Tolga Karel: İç huzurumu yeni evimde buldum
'Yaprak Dökümü' dizisindeki Oğuz karakteriyle üne kavuşan Tolga Karel, Beykoz sırtlarında aldığı tripleks villasında yeni bir hayata başladı
'Yaprak Dökümü' dizisinde canlandırdığı Oğuz karakteriyle büyük beğeni toplayan Tolga Karel, üzerine yapışan 'huysuz ve yaramaz çocuk' imajından bıktı! Bu imajdan çok sıkıldığını belirten Karel, hayatında yeni bir sayfa açtı. Beykoz sırtlarında aldığı tripleks villasında yeni bir hayata başlayan Karel'le yeni evinde konuştuk.
TOLGA KAREL FOTOĞRAFLARI İÇİN TIKLAYINIZ...
Yıllar öncesine dönersek, nasıl bir çocuktu Tolga Karel? Okul yıllarında başarılı bir öğrenci miydiniz?
İnanılmaz yaramaz bir çocuktum. İki kardeşiz, bir de ablam var. Annem komşu ziyaretlerine giderken onların mutfaklarını toparlamak zorunda kalırmış benim yüzümden. Yeditepe Üniversitesi Fransız Siyaset Bilimi ve Uluslararası İlişkiler Bölümü'nde iki sene okuduktan sonra, okulu bırakıp konservatuarda okumaya karar verdim.
KIZ PEŞİNDE KOŞMAM
Neden okulu bırakmaya karar verdiniz?
Aslında diplomat olmaya kadar yolu vardı ama istemedim. Beni heyecanlandırmadı. Babam emniyet amiriydi ama ben böyle bir iş istemedim. Ama babam hep benim istikrarlı bir iş yapmamı istedi çünkü bizim işlerimiz biraz bilinmeyene doğru gidilen yol gibi.
Disiplinli bir babayı bu işi yapmaya nasıl ikna ettiniz?
Yıllarca bunun bir meslek olduğunu ispatlamaya calıştım. Bu işlerden de para kazanıldığını göstermeye calıştım. Evimi aldım; belli yatırımlarımı yaptım, onlar da artık ikna oldular.

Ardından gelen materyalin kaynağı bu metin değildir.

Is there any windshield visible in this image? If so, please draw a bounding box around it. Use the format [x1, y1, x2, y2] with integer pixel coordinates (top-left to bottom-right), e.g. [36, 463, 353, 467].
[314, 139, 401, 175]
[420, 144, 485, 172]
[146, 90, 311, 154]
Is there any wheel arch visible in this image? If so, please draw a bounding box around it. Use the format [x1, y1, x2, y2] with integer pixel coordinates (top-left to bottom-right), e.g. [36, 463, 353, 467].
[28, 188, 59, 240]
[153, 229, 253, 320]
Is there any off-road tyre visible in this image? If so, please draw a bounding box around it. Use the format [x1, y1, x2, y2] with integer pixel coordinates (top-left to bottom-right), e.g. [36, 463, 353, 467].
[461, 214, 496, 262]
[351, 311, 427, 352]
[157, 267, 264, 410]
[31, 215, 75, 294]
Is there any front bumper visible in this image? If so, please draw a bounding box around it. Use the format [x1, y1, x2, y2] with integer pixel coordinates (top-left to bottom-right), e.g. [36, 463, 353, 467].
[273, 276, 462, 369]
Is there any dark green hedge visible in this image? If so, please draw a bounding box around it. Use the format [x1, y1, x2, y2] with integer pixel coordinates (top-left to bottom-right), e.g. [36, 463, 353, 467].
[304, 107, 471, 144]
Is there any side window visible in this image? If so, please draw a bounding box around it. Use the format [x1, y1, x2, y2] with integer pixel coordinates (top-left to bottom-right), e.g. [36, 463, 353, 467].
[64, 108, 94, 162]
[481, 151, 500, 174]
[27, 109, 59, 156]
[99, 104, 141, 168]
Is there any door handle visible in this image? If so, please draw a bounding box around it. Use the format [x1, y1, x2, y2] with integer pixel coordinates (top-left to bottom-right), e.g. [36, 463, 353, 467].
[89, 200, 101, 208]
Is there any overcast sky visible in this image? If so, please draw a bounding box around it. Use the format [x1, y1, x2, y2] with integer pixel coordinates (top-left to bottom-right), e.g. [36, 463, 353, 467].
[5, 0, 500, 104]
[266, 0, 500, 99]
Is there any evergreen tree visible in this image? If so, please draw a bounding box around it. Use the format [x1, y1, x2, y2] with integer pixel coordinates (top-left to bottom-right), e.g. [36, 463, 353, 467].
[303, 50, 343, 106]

Kendi başımın çaresine bakabileceğimden emin oldular.
Bu kadar yakışıklı bir adamın okul dönemleri, çapkınlık hikayeleriyle doludur...
Aksine ben 18-19 yaşına kadar sevgilisi olmamış ender adamlardan birisiyim. Lise bittikten sonra da olmadı. Ben kızların peşinde koşan bir adam olmadım. Benim ilişkilerim hep uzun solukludur. Dışardan böyle bir imajım var ama aşk adamıyımdır.
Dışardan bakıldığında feminen bir görüntünüz var, bu sizi rahatsız ediyor mu?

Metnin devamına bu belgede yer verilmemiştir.